The impairment test of goodwill and other long-lived assets is tested based on the analysis and identification of facts or circumstances that may involve the need to perform the impairment test. The Company performs impairment tests of goodwill and other long-lived assets, based on projections of discounted cash flows, which take into account assumptions such as: cost of capital, growth rate and adjustments applied to flows in perpetuity, methodology for working capital determination, investment plans, and long-term economic-financial forecasts.

 

To determine the recoverable amount of each business segment, the Company used the discounted cash flow method, taking as basis, financial and economic projections to each segment.
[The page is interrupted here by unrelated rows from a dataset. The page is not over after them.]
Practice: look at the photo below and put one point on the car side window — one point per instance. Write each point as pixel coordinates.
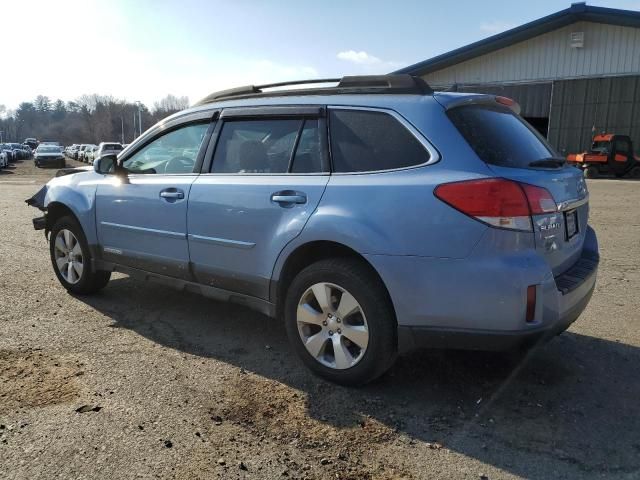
(308, 156)
(173, 152)
(264, 146)
(363, 141)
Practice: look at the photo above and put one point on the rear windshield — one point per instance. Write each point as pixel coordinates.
(499, 136)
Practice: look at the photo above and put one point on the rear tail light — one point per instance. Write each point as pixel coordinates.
(498, 202)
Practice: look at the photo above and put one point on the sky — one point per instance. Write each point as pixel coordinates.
(145, 49)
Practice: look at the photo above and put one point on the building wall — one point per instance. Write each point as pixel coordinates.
(611, 105)
(608, 50)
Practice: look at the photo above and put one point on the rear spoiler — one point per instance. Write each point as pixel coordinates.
(454, 101)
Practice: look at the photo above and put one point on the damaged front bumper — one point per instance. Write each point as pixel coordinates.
(37, 201)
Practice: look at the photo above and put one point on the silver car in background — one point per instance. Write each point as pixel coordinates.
(108, 148)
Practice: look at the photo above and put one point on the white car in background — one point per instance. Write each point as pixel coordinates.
(84, 149)
(108, 148)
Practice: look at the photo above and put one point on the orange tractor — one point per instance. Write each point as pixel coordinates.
(609, 154)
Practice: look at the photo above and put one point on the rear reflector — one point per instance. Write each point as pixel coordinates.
(531, 303)
(498, 202)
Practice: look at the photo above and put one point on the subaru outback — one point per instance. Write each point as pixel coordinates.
(374, 216)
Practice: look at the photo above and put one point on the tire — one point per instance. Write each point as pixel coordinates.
(374, 314)
(84, 280)
(591, 172)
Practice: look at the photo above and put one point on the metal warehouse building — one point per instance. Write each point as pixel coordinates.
(572, 72)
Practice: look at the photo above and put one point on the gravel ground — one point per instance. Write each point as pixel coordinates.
(141, 381)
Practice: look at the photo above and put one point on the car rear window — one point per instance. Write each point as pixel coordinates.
(364, 141)
(499, 136)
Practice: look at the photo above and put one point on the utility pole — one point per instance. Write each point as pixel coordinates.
(139, 104)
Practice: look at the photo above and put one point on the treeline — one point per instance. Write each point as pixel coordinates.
(88, 119)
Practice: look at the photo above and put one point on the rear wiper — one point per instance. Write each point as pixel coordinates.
(551, 162)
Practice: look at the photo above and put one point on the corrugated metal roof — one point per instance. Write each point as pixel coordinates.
(577, 12)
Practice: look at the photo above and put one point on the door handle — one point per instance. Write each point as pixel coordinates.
(172, 194)
(289, 197)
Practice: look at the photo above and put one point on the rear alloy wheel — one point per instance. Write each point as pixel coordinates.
(71, 258)
(340, 321)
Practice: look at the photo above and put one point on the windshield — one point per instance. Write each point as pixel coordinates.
(499, 136)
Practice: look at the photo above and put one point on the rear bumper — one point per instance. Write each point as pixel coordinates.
(479, 302)
(412, 338)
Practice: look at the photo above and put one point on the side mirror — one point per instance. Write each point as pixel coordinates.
(106, 164)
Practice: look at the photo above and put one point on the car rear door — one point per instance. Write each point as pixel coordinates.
(266, 172)
(142, 221)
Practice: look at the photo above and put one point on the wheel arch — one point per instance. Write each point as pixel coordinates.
(311, 252)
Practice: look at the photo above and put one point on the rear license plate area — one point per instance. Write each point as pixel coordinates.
(571, 223)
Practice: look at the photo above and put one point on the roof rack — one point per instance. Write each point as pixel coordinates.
(380, 84)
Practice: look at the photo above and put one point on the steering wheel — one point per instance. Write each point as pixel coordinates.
(179, 165)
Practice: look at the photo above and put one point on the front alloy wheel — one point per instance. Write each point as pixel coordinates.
(332, 326)
(68, 256)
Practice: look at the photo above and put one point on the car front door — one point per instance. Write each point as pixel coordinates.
(142, 221)
(266, 173)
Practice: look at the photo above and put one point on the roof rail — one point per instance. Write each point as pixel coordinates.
(392, 83)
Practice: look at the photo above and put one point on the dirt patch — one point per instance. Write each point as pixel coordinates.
(32, 379)
(344, 440)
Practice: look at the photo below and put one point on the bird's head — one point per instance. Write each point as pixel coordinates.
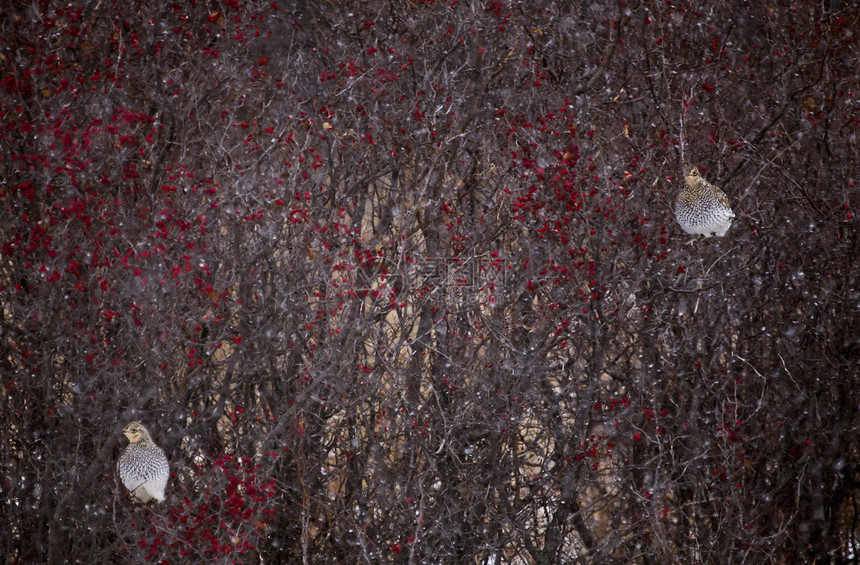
(136, 433)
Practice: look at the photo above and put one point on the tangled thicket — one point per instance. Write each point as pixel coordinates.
(400, 282)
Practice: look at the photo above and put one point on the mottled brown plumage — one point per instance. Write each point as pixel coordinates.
(142, 467)
(702, 208)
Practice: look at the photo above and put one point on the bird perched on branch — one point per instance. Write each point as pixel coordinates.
(702, 208)
(142, 467)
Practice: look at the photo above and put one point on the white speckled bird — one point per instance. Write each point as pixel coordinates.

The projections were updated taken into consideration observed changes in the economic scenario to the market where the Company performs its business, as well as premises of expected results and historical profitability to each segment.

 

The Company, based on the factors below, concluded in performing the impairment test of goodwill and other long-lived assets during the second quarter of 2009:

 

·                  Global steel market;

·                  Level of demand for Company products;

·                  Recovery of world economy.

 

28.1 Goodwill impairment test

 

The goodwill impairment test allocated to the business segments is performed annually in December or whenever changes in events or circumstances indicate that the goodwill may be impaired.

 

The Company has four business segments, which represent the lowest level in which the goodwill is monitored by the Chief Operating Decision Maker of the Company. The composition of goodwill by segment is presented in Note 12.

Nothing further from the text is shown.